After blogging for awhile, it's fun to go back and read one's writing; here are the specifics:
While at Florida, graduate students had the option of gaining teaching experience, but not simply as a teaching assistant for a large laboratory section. In our pharmacology department in the medical school, faculty members were responsible for teaching pharmacology to students in the college of pharmacy. To entice graduate students to take advantage of this "learning and career development opportunity," our chairman and graduate advisor offered us graduate students additional compensation in the form of $50 (USD) gift certificates redeemable at The Wine and Cheese Gallery, a wine shop with an accompanying bistro (called Panache) near the intersection of University Avenue and Main Street in Gainesville. Still owned by two knowledgable and down-to-earth fellows, Wade Tyler and Bunky Mastin, The Wine and Cheese Gallery offered us young, budding professionals an option to Gainesville's well-known party scene of $2 pitchers of beer, jello shots, the search for the true "Gainesville Green" cultivar of Cannabis sativa, and the subversive, nocturnal pursuit of Psilocybe cubensis growing in cow pastures across North Florida. So, I gave a lot of lectures...and bought a lot of wine for a graduate student, purely in the spirit of self-education, of course. In a separate post, I will hold forth on how those experiences (the teaching, not the wine drinking) told me I was meant to be a seek a faculty position with a substantial educational component.

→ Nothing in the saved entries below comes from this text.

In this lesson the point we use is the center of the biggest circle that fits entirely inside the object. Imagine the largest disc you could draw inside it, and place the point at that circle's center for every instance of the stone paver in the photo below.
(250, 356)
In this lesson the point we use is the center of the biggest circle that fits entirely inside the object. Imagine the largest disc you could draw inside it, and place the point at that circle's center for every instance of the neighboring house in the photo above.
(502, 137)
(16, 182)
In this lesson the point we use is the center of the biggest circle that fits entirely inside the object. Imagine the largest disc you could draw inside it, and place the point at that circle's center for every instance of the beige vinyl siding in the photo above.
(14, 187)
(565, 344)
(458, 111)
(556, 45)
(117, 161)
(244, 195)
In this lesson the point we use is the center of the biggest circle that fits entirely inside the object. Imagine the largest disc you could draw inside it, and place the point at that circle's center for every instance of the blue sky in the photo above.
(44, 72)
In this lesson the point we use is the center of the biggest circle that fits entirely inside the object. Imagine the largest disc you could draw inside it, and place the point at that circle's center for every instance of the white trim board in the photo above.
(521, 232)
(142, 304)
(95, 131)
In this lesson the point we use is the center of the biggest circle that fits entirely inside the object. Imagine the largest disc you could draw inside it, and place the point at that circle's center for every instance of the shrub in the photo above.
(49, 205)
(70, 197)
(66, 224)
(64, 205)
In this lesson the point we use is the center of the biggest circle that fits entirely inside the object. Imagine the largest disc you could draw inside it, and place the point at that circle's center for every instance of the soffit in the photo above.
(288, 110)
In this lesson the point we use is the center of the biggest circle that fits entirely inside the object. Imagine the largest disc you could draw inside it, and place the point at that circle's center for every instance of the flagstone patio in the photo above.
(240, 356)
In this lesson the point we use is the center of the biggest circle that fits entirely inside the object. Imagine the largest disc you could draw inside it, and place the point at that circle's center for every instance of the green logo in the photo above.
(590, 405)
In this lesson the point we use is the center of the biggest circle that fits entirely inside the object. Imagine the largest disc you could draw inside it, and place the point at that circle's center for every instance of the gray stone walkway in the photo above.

I consider Wade Tyler as important as my dissertation mentor in molding who I am today. The University of Florida student union ran a series of what were then called "leisure courses" in the evenings, ranging from ceramics and performing arts courses to wine appreciation. The latter is where Wade became my other mentor. Wade ran a fabulous, participatory wine appreciation course that I found so enriching that I took it twice before leaving town for my postdoctoral fellowship. Wade is clearly an expert beyond description from three decades in the business and traveling the world tasting the best wines, beers, and cheeses. But his approach to us, mostly undergraduates and graduate students, was that wine was a beverage meant to be understood and appreciated by all, no matter what one's social or educational class.
So thank you scribbler50 for putting up an auspicious post on a day when I wasn't feeling too good about an anniversary. This time for reflection has given me a reason to give a holler today to both of my graduate mentors.
No... thank YOU, Pharmboy, for referring some of your readers to my humble musings. (rants?) Only two weeks old at this and you and Comrade Physioprof are forging a tiny island for me in this vast blogospheric ocean.
Also, your two latest comments in which you first reminisce of your hometown in which taverns in neighborhoods were analogous to churches in parishes down south, and this latest insight... that the bar experience "should be inclusive not exclusive", prove beyond a doubt that you are a worthy member of the civilized side of the tradition. Not to the tune of (harummph-harummph!) being at home in the fictional Drones Club of P.G. Wodehouse, but at home in the actual world of drinks and good cheer. (Not that the occasional wet t-shirt contest doesn't have its place!)